Are you one of the millions of American who dream of owning a house or condo? Perhaps you’re looking for the perfect home that fits your criteria as well as your budget.
Unfortunately, unless you’re a financial expert, preparing to take on a mortgage can be complicated. Especially if you have debt.
Luckily, getting a mortgage with debt isn’t impossible. You may even be able to reduce your debt by rolling it into a mortgage. But is that a good idea?
In this post, we’ll break down the factors lenders take into account when they’re looking at your application. Well also look at some of the pros and cons of rolling debt into your home loan.
What Do Lenders Look For?
What are lenders looking at when they consider your mortgage application? Below, we’ll look at a few important considerations that may impact your mortgage’s approval and interest rate.
You probably know that your capital (your money in the bank) can impact your application. But the concept of debt-to-income ratio can sometimes cause confusion.
Your debt-to-income ratio is the percentage of your monthly income that goes toward paying down your debts. A high ratio suggests that you’re less likely to make monthly payments. In most cases, 43%is the highest ratio lenders want to see if you’re applying for a mortgage.
Having a history of missed payments on car loans or credit cards can indicate that you’re a risk for lenders. How much this history will impact your mortgage application will depend on the size and frequency of your missed payments.
Student loans can negatively impact your mortgage application by increasing your debt-to-income ratio. On the flip side, a long history of paying these loans on time can improve your credit history.
You probably already know that your credit score is determined by your credit history. Generally, an excellent credit score is considered to be 750 or higher. A good credit score typically falls within the 680-749 range. Unfortunately, a lower score could prevent you from getting the best possible mortgage rate. If you don’t know your score, you can get it by ordering a free credit report (you’re entitled to one every 12 months).
Rolling Debt into a Mortgage
Some borrowers grapple with credit card or student debt while trying to secure a mortgage. Many believe that consolidating their debt into their home loan is the solution. In some cases, this strategy can work.
In particular, if you have credit card debt, rolling it into a mortgage can benefit you. Mortgage interest rates are lower than those on credit cards, which means you’ll be paying a lower rate on your debt if you roll it into a mortgage.
There are disadvantages to this approach. For one, because mortgages are typically paid off over a longer period of time, you may wind up paying more overall.

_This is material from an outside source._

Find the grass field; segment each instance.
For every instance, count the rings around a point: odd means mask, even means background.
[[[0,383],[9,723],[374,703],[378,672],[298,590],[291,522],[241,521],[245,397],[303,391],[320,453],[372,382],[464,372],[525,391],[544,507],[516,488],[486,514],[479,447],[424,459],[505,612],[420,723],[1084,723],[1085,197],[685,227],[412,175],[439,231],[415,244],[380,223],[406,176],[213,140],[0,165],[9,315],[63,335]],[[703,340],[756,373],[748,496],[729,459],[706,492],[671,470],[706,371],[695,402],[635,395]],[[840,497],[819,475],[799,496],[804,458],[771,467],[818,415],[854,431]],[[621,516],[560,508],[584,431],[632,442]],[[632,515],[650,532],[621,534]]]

It’s also worth considering that if you’ve accumulated debt, you may be at risk of accumulating it again down the road—which will further complicate your financial situation.
For these reasons, addressing any underlying issues that may have caused you to go into debt in the first place is the best course of action. Depending on the seriousness of your debt, you may want to enlist the aid of a credit counsellor or financial planner.